Colette Magny naît le 31 octobre 1926 dans le 4e arrondissement de Paris. Issue d'un milieu relativement aisé, elle s'oriente d'abord vers une carrière tout à fait classique de secrétaire bilingue pour l'Organisation de coopération et de développement économiques (OCDE). Ce n'est qu'à l'approche de la trentaine, en autodidacte passionnée, qu'elle commence à chanter et à composer, inspirée par le blues et le jazz afro-américains qui la fascinent profondément.
Son entrée dans le monde de la musique se fait remarquer au début des années 1960, notamment grâce à son passage à l'émission télévisée Le Petit Conservatoire de Mireille. Dotée d'une voix de contralto puissante, sombre et habitée, elle décroche son premier grand succès en 1963 avec la chanson Melocoton. Ce titre lui apporte une notoriété immédiate et la propulse sur le devant de la scène culturelle parisienne, notamment à l'Olympia.
Cependant, elle refuse rapidement de se plier aux exigences du show-business et de l'industrie du disque de l'époque. Colette Magny choisit délibérément de mettre son art au service de ses convictions politiques et sociales. Elle devient une figure incontournable de la chanson engagée en France, abordant de front dans ses textes des sujets brûlants comme la guerre d'Algérie, la guerre du Viêt Nam, la condition ouvrière et les luttes anticoloniales.
Durant les événements de Mai 68, elle se range activement du côté des étudiants et des travailleurs en grève. Elle délaisse les grandes salles traditionnelles pour aller chanter directement dans les usines occupées, les universités et les manifestations. C'est durant cette période tumultueuse qu'elle compose et interprète des morceaux percutants comme Nous sommes le pouvoir, devenant ainsi l'une des voix les plus marquantes de la contestation sociale.

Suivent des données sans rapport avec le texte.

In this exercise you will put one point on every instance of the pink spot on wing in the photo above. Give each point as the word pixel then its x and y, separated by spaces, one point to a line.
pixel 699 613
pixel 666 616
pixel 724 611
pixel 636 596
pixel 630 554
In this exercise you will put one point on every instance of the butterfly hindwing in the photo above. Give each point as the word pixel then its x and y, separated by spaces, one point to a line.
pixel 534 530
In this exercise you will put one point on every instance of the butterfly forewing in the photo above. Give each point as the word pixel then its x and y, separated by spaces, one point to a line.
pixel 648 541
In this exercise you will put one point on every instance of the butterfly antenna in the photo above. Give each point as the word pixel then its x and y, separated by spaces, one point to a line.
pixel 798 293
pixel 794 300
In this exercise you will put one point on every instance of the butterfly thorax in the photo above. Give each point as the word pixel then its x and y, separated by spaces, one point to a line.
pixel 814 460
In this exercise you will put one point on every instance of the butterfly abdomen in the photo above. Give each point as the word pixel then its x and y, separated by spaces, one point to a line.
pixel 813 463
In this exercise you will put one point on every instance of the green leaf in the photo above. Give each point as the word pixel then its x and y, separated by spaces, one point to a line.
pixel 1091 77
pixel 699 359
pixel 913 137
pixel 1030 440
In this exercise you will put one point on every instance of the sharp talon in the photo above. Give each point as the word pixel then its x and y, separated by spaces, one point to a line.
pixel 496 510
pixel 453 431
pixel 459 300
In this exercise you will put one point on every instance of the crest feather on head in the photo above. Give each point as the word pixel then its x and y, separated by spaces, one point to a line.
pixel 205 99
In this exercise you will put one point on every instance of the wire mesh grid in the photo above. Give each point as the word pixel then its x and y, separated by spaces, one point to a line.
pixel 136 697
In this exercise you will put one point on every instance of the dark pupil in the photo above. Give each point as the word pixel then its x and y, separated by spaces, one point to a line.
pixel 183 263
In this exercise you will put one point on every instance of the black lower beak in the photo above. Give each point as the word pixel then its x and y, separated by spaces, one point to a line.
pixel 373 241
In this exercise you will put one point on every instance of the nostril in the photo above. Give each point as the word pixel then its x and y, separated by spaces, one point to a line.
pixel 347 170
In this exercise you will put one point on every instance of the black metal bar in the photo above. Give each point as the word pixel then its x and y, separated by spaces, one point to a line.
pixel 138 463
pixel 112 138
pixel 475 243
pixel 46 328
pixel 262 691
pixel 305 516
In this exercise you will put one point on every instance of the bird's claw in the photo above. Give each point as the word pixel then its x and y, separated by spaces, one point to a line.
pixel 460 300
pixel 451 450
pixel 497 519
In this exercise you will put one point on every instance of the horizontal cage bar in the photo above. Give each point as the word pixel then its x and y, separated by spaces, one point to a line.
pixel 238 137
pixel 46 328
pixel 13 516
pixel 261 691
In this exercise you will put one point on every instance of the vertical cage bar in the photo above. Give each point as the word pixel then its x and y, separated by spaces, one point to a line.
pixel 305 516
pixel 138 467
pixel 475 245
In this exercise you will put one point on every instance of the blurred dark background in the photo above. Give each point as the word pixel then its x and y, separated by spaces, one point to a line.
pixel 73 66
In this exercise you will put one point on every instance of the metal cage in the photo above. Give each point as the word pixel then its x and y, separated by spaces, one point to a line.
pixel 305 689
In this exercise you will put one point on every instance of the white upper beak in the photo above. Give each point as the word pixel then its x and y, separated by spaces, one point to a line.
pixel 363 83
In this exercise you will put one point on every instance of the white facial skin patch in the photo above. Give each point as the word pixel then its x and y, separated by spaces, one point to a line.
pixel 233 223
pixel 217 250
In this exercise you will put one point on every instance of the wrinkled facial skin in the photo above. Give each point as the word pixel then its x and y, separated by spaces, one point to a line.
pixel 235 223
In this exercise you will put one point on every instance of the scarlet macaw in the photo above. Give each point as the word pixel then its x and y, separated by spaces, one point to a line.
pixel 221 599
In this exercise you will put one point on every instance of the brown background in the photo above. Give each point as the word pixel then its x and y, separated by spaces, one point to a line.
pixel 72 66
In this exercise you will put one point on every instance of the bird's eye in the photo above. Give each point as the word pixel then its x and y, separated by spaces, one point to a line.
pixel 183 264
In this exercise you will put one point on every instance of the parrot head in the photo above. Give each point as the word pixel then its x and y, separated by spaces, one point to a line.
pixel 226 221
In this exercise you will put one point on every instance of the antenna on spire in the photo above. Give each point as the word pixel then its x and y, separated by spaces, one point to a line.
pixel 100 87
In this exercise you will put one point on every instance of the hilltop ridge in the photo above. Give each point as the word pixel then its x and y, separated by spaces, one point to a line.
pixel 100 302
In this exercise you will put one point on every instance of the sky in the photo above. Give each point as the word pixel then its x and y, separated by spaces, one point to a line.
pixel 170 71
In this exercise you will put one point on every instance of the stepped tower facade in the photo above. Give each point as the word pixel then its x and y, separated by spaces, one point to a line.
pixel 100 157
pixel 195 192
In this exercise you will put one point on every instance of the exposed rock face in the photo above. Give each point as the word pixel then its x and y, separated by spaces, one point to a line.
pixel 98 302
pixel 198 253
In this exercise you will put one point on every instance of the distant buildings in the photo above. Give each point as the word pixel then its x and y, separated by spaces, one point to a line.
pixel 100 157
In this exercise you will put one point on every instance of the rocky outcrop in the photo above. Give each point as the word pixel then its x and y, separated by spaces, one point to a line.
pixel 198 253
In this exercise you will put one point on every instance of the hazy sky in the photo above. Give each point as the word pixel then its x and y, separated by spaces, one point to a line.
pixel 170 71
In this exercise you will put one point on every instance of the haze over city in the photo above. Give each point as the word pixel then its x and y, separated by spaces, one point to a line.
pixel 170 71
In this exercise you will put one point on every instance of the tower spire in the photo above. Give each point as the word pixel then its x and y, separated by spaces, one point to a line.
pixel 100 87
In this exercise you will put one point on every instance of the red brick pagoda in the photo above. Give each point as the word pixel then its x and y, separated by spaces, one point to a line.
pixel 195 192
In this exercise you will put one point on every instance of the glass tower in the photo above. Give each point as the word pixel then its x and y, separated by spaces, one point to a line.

Son style musical évolue vers une liberté totale, rompant définitivement avec les structures classiques de la variété. Expérimentale et audacieuse, elle intègre à ses œuvres de la musique contemporaine, des collages sonores, du free jazz et de la poésie parlée. Elle met en musique les textes de grands auteurs et poètes tels que Victor Hugo, Antonin Artaud, Arthur Rimbaud ou encore Pablo Neruda, affirmant ainsi sa singularité artistique unique.
Les dernières décennies de sa vie sont marquées par des problèmes de santé chroniques qui limitent progressivement ses apparitions publiques. Malgré la maladie et un certain isolement médiatique dû à ses positions radicales, elle continue de créer et de s'engager auprès des laissés-pour-compte, enregistrant des albums conceptuels et collaborant avec des associations d'enfants handicapés.
Elle décide de quitter la frénésie parisienne pour se retirer dans le Sud-Ouest de la France, s'installant dans une petite commune du Tarn-et-Garonne. C'est dans ce havre de paix qu'elle passe ses dernières années, respectée par une communauté d'artistes et de militants qui continuent de voir en elle un modèle d'intégrité et de refus des compromis commerciaux.
Colette Magny s'éteint le 12 juin 1997 à Villefranche-de-Rouergue, dans l'Aveyron, à l'âge de 70 ans. Elle laisse derrière elle une œuvre dense, sans concession et profondément humaine. Son corps est inhumé au cimetière de Villebrumier, la commune du Tarn-et-Garonne où elle résidait, scellant ainsi son ancrage dans cette terre occitane qui l'avait adoptée pour ses derniers instants.